Upon review of the City of Calgary (“the City”) Permanent Flood Barrier Assessment Report , BRFM is of the opinion that the City’s cost benefit analysis is unrealistic given that costs are missing from their estimates, benefits are overstated and the cost benefit analysis has some invalid or broad based assumptions that require further explanation. At face value the proposed flood berm for the community of Bowness is a waste of taxpayers’ money.
In the spring of 2017, Calgary City council approved The Flood Mitigation Measures Assessment Report(1) that includes the construction of dykes in four Bow River communities, including Bowness. If the project proceeds, the two dykes in Bowness will extend roughly between the CP Rail tracks and Shouldice Bridge, for a total distance of 3-4km. The City is planning a break between the two dykes; the City refers to each section as “Bowness North” and “Bowness South”, respectively.
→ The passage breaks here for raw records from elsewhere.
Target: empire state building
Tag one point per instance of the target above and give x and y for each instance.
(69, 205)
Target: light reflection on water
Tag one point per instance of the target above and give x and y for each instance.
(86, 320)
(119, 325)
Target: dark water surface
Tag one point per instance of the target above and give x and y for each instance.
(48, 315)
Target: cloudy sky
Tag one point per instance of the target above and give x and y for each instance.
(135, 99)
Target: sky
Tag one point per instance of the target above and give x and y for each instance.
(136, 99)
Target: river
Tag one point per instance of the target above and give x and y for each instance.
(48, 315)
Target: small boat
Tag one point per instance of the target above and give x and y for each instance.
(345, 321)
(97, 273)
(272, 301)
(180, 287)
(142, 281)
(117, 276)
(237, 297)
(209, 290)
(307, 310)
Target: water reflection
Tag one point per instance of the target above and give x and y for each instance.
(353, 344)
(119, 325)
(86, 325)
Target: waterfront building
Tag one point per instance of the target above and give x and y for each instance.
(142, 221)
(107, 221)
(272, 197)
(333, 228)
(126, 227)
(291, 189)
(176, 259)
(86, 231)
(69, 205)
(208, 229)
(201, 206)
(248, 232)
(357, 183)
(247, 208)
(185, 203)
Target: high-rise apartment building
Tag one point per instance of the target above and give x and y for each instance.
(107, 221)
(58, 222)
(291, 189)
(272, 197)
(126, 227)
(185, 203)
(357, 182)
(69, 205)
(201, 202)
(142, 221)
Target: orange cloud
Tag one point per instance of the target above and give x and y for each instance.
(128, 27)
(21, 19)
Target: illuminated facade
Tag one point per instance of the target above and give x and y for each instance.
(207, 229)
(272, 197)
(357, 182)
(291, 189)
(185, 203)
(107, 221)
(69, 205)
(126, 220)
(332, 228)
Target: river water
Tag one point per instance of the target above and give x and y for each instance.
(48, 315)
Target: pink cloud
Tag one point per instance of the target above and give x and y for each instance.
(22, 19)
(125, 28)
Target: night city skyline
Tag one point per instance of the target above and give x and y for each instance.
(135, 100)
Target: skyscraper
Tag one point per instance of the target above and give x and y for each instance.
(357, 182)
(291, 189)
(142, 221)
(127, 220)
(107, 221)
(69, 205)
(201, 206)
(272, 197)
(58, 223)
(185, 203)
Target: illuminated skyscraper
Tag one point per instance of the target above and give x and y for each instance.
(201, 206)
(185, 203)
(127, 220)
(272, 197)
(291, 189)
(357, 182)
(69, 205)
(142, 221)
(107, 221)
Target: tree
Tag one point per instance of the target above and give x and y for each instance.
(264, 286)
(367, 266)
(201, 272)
The average height of the proposed dyke is approximately 1 metre (3.3 feet) but may be as high as 2.0 metres (6.6 feet) on some properties. BRFM has been told that the dyke could be some combination of earthen berm and wall and the width of the berm could be as wide as 9 metres (30 feet).
First let’s look at the estimated costs of the Bowness berm
The City of Calgary has estimated the Bowness berm cost to be $24.65 million, plus a 50% buffer for accuracy. The cost estimate reported in the Permanent Flood Barrier Assessment Report(2) was summarized as follows:
It is important to note that the estimated cost is for “overland protection” only and does not include the cost of protection against groundwater flooding. Yet one could conclude from two surveys conducted by Leger for the City of Calgary from May 21 to June 13, 2019(2) that groundwater is a major concern in Bowness. Survey respondents were asked what they thought the source of flooding was in Bowness in 2013.
- Most Bowness community residents surveyed believe that the 2013 flood was mainly groundwater flooding or an equal mix of both groundwater and overland (79% for riverside residents and 90% for non-riverside).
The Permanent Flood Barrier Assessment also identified other costs that were omitted from their estimate, namely stormwater or drainage systems, erosion protection, legal costs, cost of capital and environmental costs.
Table 1 indicates that the actual “flood protection” cost comes in at $4.4 million, or 18% of the overall cost estimate.
For comparison, the Province of Alberta estimated approximately $40 million for the Bragg Creek flood barrier, after conceptual design. The Bragg Creek Barrier is expected to be of similar length – approximately 4km.
One can easily argue that the estimated cost is greatly underestimated.
What about the estimated benefits?
According to flood inundation modeling, completed by Associated Engineering , few assets will be protected by the proposed berm. Please see the maps described in The Berm Won’t Work, reason 3 & 4.
The City concedes that the berm is intended to be ‘complementary’ to the addition of ‘upstream mitigation’ (i.e. a dam). The Province is currently in the very preliminary stages of studying upstream options and state on their website that a solution is at least 12 years in the future. A berm without this upstream mitigation in place will provide little or no benefit to Bowness residents or other Calgary communities.
Associated Engineering modeled the damages from flooding assuming that main floors of buildings in Bowness are 0.3 metres (1 foot) above grade whereas, City Administration has stated that most buildings’ main floor are above the 1:100 level. This choice of assumption (0.3 metres) artificially inflates main floor damage in the event of a flood for any building with a 1:100 year flood elevations about 0.3 metres and consequently overstates the benefit side of the Benefit Cost Ratio (BCR).
What does this mean?
This means that Council made a decision to proceed with the berm project with inaccurate benefit cost analysis.
If a cost is excluded, it artificially inflates the BCR. Invalid assumptions used to estimate the benefits also artificially inflate the BCR. Why wouldn’t the City generate estimates and calculate BCRs on the most probable outcome? We asked the City why they did not base their costs on the berm build in Inglewood and why they omitted costs. The City answered that the estimate they made was good enough. We pointed out to the City that when we ran the numbers with only a single assumption corrected, the cost went up by 40%. The City replied that they could look for missed benefits to counteract the missed costs.
If you were estimating costs and benefits for expenditures at your own house, wouldn’t you estimate what you expect the costs to be and plan for that? It’s interesting that the City seems to choose erroneous assumptions that result in making the project look better.
(1) City of Calgary. (2016). Flood Mitigation Measures Assessment. Calgary: City of Calgary.
(2) Associated Engineering (2018), Permanent Flood Barrier Protection Assessment, report for the City of Calgary.